So, I am in the midst of writing my first novel. It will be my second book, when and if it gets published, my first book being It Ain't Truth If It Doesn't Hurt, due out from Summerfolk Press this coming spring.
So this book, so far, is about a little kid, growing up in an abusive household, that all of a sudden finds himself wielding tremendous power. The first thing he does with the power is kill his abusive step-father.
Ain't that a bitch.
I am about 52 type written pages into the book or roughly 19,000 words. I know where the book is going next, and I am pretty sure I know where this book ends (though I think there may be some sequels to it). It is part autobiography and part exorcism, and writing it is like channeling an alternative mini-me with the power to see auras, summon spirits, and tear abusive stepfathers a new asshole.
It is an interesting exercise writing this book, as I am following the old maxim "write what you know." The book, for the first six chapters, is set in my hometown of Duluth, MN. Much of it is set in an apartment building that I lived in briefly as a child that was actually an old convent. Next, the kid is going to be hauled off to the hometown of my birth Father in the southern mountains of West Virginia. I need to go and visit Ronceverete, anyway, to visit my Great Aunt Sis. But, also, I want to visit the place to make it more real in my memory, since the last time I was there was 18 years ago. This town is the same town in which my family were held as slaves, so there is some serious history in this place. There has been a member of my family in the county since at least the mid-18th century, and since 1709 we have been in the Virginia Colony. So, I am feeling the pull of the homestead, so I can capture the spirit of place.

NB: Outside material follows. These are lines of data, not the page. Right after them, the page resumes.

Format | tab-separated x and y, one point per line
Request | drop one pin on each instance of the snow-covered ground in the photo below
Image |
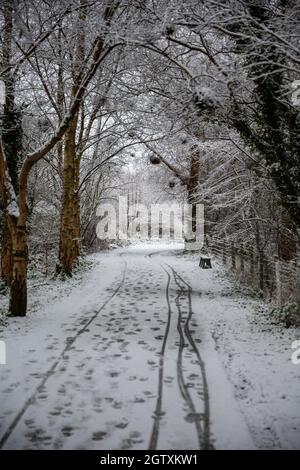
147	350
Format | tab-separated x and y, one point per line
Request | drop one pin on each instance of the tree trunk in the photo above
18	289
6	254
69	247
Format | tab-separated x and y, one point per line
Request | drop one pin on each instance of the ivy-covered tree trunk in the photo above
11	138
273	129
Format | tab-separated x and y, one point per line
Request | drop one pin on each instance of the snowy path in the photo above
126	361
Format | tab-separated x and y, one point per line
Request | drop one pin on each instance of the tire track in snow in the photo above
158	409
205	433
69	342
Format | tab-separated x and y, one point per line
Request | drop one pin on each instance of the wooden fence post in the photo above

It also helps that in my Great-Grandma's backyard is a century+ old tombstone, tumbled over, and the maiden name of the woman on the tombstone is one that is shared by my Great-Grandmother, who, incidentally, swore that this woman was of no relation.
Don't think that isn't going to end up in this book.
In the end, writing a novel is both similar and wildly different than writing a poem. Poetry seems to capture a single moment in time and reflect it back with some analysis but mostly raw emotion. A novel seems to take broad swaths of time and delve into the woulda, coulda, shouldas in a way that is both cathartic and crazy making.
Hold on to your diaphragms ladies...this is going to be a hell of a ride.